- Born: Dubai, United Arab Emirates
- Education: Khalifa University (BSc) University of South Wales (MSc)
- Occupation: Director General of Mohammed Bin Rashid Space Centre
- Known for: UAE Astronaut Programme, Emirates Mars Mission, KhalifaSat
- Title: Director General, MBRSC
- Awards: IAF Excellence in International Cooperation Award (2021)

= Salem Humaid Al Marri =

Director General of the Mohammed bin Rashid Space Centre

Salem Humaid AlMarri is the director general of the Mohammed bin Rashid Space Centre (MBRSC). He was involved in overseeing the partnership with NASA to build the Emirates Airlock on the Gateway Lunar Space Station.

== Background ==
Prior to becoming director general, AlMarri held several roles, including project manager for DubaiSat-1 and DubaiSat-2, head of the UAE Astronaut Programme, and deputy director general at MBRSC. He is a member of the International Academy of Astronautics.

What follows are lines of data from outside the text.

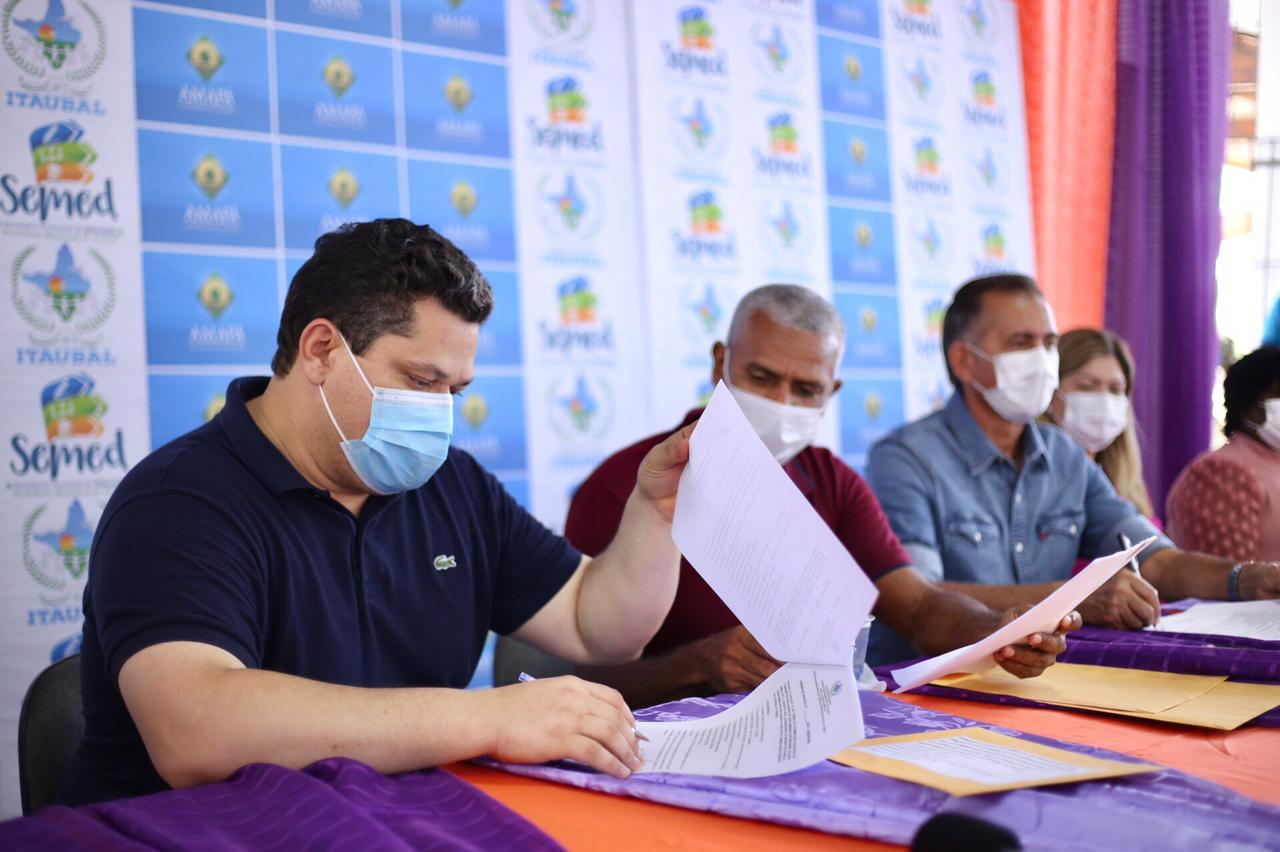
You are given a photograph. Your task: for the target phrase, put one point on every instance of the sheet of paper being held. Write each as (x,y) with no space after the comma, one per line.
(755,540)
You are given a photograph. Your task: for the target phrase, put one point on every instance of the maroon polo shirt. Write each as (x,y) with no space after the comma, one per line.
(841,498)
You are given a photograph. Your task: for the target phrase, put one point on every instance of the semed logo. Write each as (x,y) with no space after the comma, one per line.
(339,77)
(54,47)
(988,172)
(55,554)
(63,303)
(917,18)
(60,155)
(982,109)
(700,128)
(784,156)
(562,21)
(216,297)
(205,96)
(707,238)
(927,178)
(568,127)
(704,311)
(571,205)
(787,227)
(581,329)
(992,251)
(580,407)
(931,241)
(978,21)
(694,53)
(922,81)
(210,177)
(776,51)
(73,415)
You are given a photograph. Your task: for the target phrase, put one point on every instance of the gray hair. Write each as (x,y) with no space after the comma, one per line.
(791,306)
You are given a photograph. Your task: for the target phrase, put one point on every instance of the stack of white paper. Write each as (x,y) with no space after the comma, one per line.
(745,527)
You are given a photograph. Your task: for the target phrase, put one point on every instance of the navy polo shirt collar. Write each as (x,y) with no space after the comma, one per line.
(266,463)
(978,450)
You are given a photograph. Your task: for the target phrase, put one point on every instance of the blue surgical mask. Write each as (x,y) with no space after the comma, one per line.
(407,439)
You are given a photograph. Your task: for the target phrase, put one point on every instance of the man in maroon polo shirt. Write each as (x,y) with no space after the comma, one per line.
(784,347)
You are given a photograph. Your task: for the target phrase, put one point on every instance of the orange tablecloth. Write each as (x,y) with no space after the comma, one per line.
(1242,760)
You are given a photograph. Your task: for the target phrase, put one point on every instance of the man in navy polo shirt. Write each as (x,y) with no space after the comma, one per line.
(785,344)
(312,573)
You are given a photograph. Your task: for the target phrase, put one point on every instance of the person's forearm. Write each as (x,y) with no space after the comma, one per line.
(1184,573)
(1001,598)
(248,715)
(947,619)
(654,679)
(629,589)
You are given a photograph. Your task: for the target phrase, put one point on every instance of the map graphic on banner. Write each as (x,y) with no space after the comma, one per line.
(621,172)
(74,376)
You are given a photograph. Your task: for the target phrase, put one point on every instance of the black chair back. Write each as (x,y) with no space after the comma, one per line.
(49,732)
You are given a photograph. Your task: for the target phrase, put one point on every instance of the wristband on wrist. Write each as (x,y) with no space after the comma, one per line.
(1233,581)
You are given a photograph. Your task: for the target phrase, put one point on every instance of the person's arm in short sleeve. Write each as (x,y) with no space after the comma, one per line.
(176,567)
(905,493)
(1107,517)
(1216,508)
(534,563)
(595,511)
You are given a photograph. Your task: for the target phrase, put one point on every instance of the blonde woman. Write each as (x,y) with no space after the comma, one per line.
(1093,406)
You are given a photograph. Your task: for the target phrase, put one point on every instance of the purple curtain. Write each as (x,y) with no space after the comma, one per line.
(1171,74)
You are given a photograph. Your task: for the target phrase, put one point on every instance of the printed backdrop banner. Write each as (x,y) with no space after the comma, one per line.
(621,170)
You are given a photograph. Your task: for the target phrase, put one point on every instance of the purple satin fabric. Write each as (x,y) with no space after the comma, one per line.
(333,804)
(1162,810)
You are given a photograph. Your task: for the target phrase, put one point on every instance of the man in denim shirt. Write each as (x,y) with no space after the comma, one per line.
(996,505)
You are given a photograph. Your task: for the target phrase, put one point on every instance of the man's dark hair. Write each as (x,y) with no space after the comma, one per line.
(1248,381)
(366,276)
(967,307)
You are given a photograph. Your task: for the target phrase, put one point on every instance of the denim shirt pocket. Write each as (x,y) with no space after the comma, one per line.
(1059,544)
(973,549)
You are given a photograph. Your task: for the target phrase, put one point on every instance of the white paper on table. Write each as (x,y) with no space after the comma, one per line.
(745,527)
(1041,618)
(800,715)
(1258,619)
(974,760)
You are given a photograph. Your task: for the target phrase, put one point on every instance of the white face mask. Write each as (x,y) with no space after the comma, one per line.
(1025,381)
(1270,429)
(785,430)
(1095,420)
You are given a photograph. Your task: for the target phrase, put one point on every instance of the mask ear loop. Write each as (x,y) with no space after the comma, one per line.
(362,378)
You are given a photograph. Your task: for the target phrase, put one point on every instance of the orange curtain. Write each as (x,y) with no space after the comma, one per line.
(1069,67)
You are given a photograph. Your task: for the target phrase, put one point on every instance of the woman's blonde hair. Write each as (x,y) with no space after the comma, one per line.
(1121,459)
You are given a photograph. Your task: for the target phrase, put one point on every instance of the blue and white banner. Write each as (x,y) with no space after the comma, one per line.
(622,172)
(74,417)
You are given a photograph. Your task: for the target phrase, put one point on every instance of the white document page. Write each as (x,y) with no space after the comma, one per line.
(976,760)
(745,527)
(799,715)
(1256,619)
(1042,618)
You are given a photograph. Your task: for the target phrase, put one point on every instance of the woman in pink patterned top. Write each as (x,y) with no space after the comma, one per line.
(1228,502)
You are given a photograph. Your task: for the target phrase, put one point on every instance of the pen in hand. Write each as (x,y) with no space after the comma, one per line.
(1133,564)
(525,678)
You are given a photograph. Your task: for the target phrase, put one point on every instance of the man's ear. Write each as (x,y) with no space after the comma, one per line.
(318,347)
(960,360)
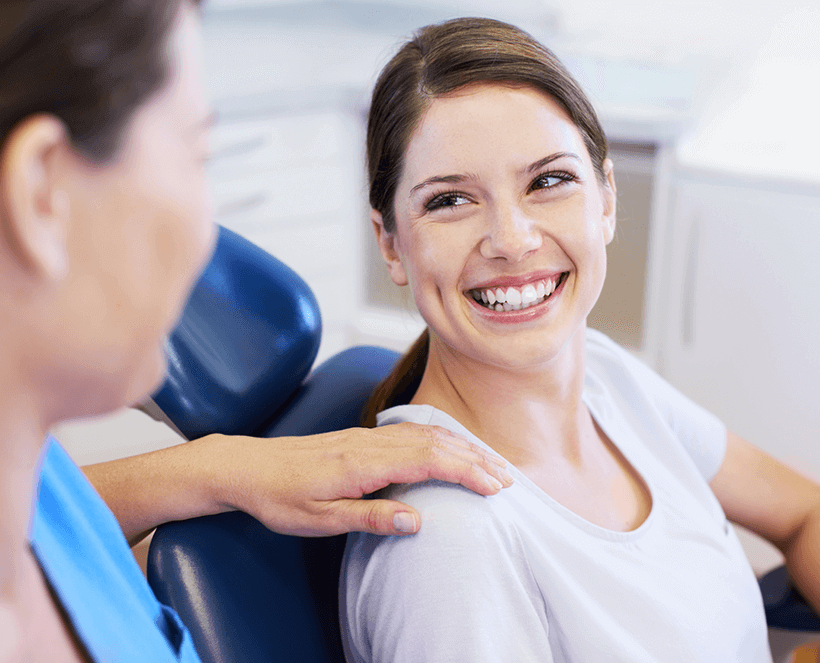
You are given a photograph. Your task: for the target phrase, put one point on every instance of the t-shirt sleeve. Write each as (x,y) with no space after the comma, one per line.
(700,432)
(458,590)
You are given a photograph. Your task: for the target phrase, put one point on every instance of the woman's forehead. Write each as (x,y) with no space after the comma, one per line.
(486,122)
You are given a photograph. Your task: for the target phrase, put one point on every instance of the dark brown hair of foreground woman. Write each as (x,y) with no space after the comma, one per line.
(441,59)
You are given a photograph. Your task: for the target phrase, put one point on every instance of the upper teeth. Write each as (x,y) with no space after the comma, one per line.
(513,299)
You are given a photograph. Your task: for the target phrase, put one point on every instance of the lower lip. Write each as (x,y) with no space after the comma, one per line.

AlMarri has represented the UAE at international conferences and the United Nations Committee on the Peaceful Uses of Outer Space (UNCOPOUS). He has received the Exceptional Public Service Medal from NASA and the UAE Pioneers Award. He holds a bachelor's degree in computer network engineering from the Higher Colleges of Technology Dubai.

== Projects and Programmes ==
AlMarri was responsible for developing the strategy of the UAE Astronaut Programme and the selection process for its astronauts. While he served as Director General, MBRSC developed multiple satellites and carried out the Emirates Mars Mission and Emirates Lunar Mission.